Two Pointers
Overview
Each pointer represents an index or position within a data structure. With two pointers, we enable efficient comparisons and traversals that would otherwise require nested loops.
When to Use
- Linear data structure (arrays, strings, linked lists)
- Input follows a predictable pattern (e.g., sorted array, palindromic string)
- Problem asks for a pair or range of values
- Need to compare elements from different positions
Traversal Strategies
Inward Traversal
Pointers start at opposite ends and move toward each other.
L R
↓ ↓
[1, 2, 3, 4, 5, 6]
╰─────→ ←──────╯
- Movement: Both pointers move each iteration (one from left, one from right)
- Ideal for: Comparing elements from both ends, palindromes, sorted array pair finding
Unidirectional Traversal
Both pointers start at the same end and move in the same direction.
W R
↓ ↓
[0, 1, 0, 3, 12]
╰───────────────→
- Movement: Both pointers move forward, but at different rates or conditions
- Ideal for: In-place array modification, partitioning elements
Problems
Pair Sum – Sorted
Given an array of integers sorted in ascending order and a target value, return the indexes of any pair of numbers in the array that sum to the target. The order of the indexes in the result doesn't matter.

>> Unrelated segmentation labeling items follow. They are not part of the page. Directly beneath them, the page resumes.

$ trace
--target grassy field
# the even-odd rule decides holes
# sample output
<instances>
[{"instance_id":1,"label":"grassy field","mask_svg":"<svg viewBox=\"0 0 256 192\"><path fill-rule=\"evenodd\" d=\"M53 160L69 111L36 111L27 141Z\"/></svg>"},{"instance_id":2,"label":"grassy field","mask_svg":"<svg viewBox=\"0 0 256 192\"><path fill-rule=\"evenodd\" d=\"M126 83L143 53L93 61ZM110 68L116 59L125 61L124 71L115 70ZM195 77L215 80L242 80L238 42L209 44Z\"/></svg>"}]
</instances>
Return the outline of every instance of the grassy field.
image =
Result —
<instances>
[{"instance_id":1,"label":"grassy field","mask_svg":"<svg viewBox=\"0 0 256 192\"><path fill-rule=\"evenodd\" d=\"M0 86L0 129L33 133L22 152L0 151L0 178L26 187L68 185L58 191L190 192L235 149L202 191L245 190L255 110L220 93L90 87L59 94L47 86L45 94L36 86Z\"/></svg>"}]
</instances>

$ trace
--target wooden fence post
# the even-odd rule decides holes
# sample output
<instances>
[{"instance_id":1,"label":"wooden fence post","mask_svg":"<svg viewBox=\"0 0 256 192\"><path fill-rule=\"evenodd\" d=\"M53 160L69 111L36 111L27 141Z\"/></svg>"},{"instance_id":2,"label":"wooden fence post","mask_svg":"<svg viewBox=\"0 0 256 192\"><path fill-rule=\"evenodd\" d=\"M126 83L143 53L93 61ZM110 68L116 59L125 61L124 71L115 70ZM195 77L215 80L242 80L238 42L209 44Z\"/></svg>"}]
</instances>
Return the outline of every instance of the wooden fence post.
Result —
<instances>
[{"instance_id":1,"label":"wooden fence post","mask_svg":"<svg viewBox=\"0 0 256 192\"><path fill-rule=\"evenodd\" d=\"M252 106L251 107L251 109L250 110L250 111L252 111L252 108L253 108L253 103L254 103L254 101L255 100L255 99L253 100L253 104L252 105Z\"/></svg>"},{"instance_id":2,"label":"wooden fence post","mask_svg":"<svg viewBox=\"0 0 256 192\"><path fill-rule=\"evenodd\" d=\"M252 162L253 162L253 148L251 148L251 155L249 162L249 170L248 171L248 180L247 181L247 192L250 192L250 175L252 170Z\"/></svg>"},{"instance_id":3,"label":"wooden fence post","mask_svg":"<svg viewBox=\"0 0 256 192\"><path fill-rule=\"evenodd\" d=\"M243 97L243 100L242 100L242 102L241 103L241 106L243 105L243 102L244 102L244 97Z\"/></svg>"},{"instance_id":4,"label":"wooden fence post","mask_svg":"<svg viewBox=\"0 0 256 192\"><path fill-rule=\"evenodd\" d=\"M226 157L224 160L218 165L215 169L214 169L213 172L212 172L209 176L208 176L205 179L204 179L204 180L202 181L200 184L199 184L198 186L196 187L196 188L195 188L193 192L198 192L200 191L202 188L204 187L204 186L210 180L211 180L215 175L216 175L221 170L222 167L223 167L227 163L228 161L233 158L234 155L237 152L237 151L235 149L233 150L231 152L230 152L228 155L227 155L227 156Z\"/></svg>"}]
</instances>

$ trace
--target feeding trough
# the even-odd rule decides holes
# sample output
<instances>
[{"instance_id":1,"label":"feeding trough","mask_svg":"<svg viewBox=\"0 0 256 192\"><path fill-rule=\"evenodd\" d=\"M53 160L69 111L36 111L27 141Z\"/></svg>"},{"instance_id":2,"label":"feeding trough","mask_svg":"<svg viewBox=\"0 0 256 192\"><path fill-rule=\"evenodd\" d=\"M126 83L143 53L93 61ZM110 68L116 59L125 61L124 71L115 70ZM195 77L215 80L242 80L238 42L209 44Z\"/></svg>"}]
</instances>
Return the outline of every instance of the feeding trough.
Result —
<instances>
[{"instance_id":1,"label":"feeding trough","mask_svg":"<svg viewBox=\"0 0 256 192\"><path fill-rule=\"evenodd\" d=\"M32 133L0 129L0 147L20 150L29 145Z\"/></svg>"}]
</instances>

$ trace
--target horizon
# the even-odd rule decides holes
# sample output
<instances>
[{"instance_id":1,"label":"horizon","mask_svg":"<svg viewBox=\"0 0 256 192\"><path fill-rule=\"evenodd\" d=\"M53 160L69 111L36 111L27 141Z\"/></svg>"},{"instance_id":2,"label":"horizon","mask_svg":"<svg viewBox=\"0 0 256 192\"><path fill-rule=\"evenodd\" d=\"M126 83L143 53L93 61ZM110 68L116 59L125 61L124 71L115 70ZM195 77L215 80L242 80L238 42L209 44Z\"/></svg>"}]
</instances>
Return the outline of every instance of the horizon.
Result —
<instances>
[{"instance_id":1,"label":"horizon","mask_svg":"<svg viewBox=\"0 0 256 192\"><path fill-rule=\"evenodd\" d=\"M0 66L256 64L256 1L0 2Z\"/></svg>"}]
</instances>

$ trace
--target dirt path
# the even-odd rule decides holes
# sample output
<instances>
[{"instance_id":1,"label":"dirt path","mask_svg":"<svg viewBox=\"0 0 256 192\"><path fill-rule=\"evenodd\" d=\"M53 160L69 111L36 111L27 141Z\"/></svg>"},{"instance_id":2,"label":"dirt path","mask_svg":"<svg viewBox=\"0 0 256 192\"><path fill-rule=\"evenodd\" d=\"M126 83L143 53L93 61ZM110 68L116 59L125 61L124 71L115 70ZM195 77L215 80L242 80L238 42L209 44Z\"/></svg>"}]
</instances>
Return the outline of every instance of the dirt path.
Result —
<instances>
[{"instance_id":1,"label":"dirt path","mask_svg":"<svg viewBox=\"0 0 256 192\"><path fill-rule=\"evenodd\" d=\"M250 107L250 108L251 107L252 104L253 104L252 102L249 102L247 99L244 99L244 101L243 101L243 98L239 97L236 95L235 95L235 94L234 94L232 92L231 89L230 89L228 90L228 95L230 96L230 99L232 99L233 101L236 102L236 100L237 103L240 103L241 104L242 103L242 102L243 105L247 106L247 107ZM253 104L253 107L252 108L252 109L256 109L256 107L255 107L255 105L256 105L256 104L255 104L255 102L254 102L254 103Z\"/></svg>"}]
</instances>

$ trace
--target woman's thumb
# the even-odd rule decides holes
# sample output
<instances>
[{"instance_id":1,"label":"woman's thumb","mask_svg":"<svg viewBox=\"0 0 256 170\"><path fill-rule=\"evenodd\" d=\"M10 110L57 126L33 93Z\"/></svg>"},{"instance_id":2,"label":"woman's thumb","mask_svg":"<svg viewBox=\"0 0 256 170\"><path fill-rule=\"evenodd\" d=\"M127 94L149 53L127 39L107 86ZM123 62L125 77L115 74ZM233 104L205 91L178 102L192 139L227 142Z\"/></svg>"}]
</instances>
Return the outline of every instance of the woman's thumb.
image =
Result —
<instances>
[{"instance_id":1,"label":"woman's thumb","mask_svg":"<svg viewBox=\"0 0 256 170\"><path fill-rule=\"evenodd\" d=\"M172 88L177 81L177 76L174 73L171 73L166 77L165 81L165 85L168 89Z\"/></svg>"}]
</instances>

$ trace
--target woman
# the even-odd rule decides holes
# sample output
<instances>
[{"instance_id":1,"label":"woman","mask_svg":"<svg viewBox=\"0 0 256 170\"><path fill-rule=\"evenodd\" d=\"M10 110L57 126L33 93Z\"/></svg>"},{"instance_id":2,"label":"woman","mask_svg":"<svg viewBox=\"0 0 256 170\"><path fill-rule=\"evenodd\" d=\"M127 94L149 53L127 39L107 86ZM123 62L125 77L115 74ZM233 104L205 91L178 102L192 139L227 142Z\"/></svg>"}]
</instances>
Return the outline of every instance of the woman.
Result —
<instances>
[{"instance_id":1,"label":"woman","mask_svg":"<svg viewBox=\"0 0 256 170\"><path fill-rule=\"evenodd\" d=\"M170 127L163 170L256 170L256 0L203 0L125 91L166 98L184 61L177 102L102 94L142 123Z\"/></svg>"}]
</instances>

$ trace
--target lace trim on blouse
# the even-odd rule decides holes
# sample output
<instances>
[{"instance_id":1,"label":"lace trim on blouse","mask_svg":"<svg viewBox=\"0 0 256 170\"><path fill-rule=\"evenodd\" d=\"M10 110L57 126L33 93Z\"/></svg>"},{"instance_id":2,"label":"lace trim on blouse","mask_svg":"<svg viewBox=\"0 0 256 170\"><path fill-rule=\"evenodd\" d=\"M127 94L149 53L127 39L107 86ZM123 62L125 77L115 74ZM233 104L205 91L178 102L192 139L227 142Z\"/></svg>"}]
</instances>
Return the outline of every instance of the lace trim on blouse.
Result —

If no pair is found, return an empty array.
Example 1:
Input: nums = [-5, -2, 3, 4, 6], target = 7
Output: [2, 3]
Explanation: nums[2] + nums[3] = 3 + 4 = 7
Example 2:
Input: nums = [1, 1, 1], target = 2
Output: [0, 1]
Explanation: other valid outputs could be [1, 0], [0, 2], [2, 0], [1, 2] or [2, 1].
Brute Force Approach
Checking all possible pairs using two nested loops. An outer loop traverses for the first number of the pair, an inner loop traverses the rest of the array for the second number of the pair.
This approach has a time complexity of O(n^2), and doesn't take into account the fact that the input is sorted.
Two Pointers Approach
For any value at left and right:
- If their sum is less than the target, move
leftright. - If their sum is greater than the target, move
rightleft. - If their sum is equal to the target, return
[left, right].
Complexity:
- Time complexity: O(n).
- Space complexity: O(1).
Interviewing Tips
- Consider all information provided. The key insight is that the input is sorted.
Triplet Sum
Given an array of integers, return all triplets [a, b, c] (values, not indexes) such that a + b + c = 0. The
solution must not contain duplicate triplets (e.g., [1, 2, 3] and [2, 3, 1] are considered duplicates). If no such
triplets are found, return an empty array.
Example 1:
Input: nums = [-1, 0, 1, 2, -1, -4]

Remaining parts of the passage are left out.